Receivers do this for you automatically. Your job is:

• Enable DKIM signing in every sending platform you use (Gmail/Google Workspace, Microsoft 365, Resend, Mailchimp, etc.). Each is a one-click setting plus a DNS record they give you.
• Use at least 2048-bit RSA keys. 1024-bit is still accepted but considered weak — and the major mailbox providers have started flagging 1024-bit signers in their reputation systems.
• Rotate keys every 6–12 months. Most platforms do this automatically if you let them manage the records.

DMARC: the rule that ties it together

DMARC is the policy. It tells receiving mail servers:

• If SPF and DKIM both fail, do what?
• Send me a report so I can see what's being sent in my name.

A simple, safe starting record:

_dmarc.example.com.  TXT  "v=DMARC1; p=none; rua=mailto:dmarc@example.com; pct=100"
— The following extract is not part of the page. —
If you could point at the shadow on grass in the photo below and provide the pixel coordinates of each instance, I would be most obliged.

Three policy modes, in order of strictness:

• p=none — receivers do nothing, but send you reports. Start here. Run for at least 4 weeks to see exactly which legitimate senders are failing.
• p=quarantine — failed messages go to the recipient's spam folder. Move here once your reports show no legitimate failures.
• p=reject — failed messages are dropped entirely. This is the goal. At p=reject, attackers cannot spoof your domain to any modern mailbox provider.

Move gradually. Jumping straight to p=rejectwithout monitoring reports first is how companies accidentally drop their own newsletter, payment notifications, or recruiter outreach.
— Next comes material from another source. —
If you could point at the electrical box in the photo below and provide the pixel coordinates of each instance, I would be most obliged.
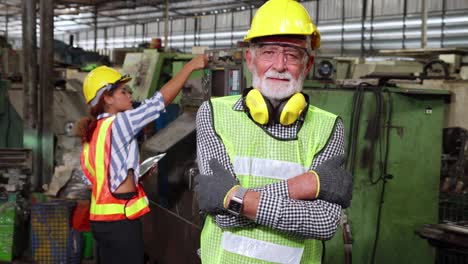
(224, 75)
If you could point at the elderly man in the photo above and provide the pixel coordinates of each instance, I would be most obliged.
(271, 182)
DMARC reports: actually read them

The rua address in your DMARC record receives daily XML reports from every mailbox provider that receives email claiming to be from your domain. They're unreadable in raw form but services like Postmark's free DMARC monitoring or dmarcian parse them into dashboards.

Reports tell you two valuable things:

• Your own legitimate sources you forgot about. Almost every company runs DMARC for the first time and discovers their payroll provider, recruiting tool, or a long-forgotten marketing automation account is sending in their name.
• Spoofing attempts in real time. Volume spikes from random IPs trying to send as your domain. That's an attack in progress.

BIMI: the bonus round

Once you reach p=quarantine or p=reject, you unlock BIMI — Brand Indicators for Message Identification. Add one more DNS record pointing to a verified SVG version of your logo, and major providers (Gmail, Apple Mail, Yahoo) will display your logo next to your emails in the inbox.
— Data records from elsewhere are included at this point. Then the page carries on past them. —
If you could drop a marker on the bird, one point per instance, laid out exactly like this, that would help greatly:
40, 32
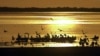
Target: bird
42, 28
5, 31
60, 30
52, 19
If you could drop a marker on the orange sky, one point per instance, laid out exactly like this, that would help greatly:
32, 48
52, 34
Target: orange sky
50, 3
BIMI does two things at once: marketing (recognisable brand presence in every inbox) and security (visual cue that this email is genuinely authenticated). It requires a paid certificate (VMC) from a CA, typically €1000–1500/year. Worth it if email is a major channel for your business.

Quick checklist

1. SPF record published with every legitimate sender, ending in -all.
2. DKIM signing enabled and DNS records published for every sending platform, 2048-bit minimum.
3. DMARC starts at p=none with reporting on.
4. Use a DMARC monitoring service (free tiers exist).
5. After 4+ weeks of clean reports, move to p=quarantine.
6. After another month of clean reports, move to p=reject.
7. Optional: add BIMI for visual branded inboxes.

The bottom line

Most companies treat email authentication as someone else's job — and attackers thank them for it. The records take an hour to set up, cost nothing, and stop entire categories of attacks against your customers. If you do nothing else from this article, get DMARC reports running tomorrow. You'll be surprised by what they show.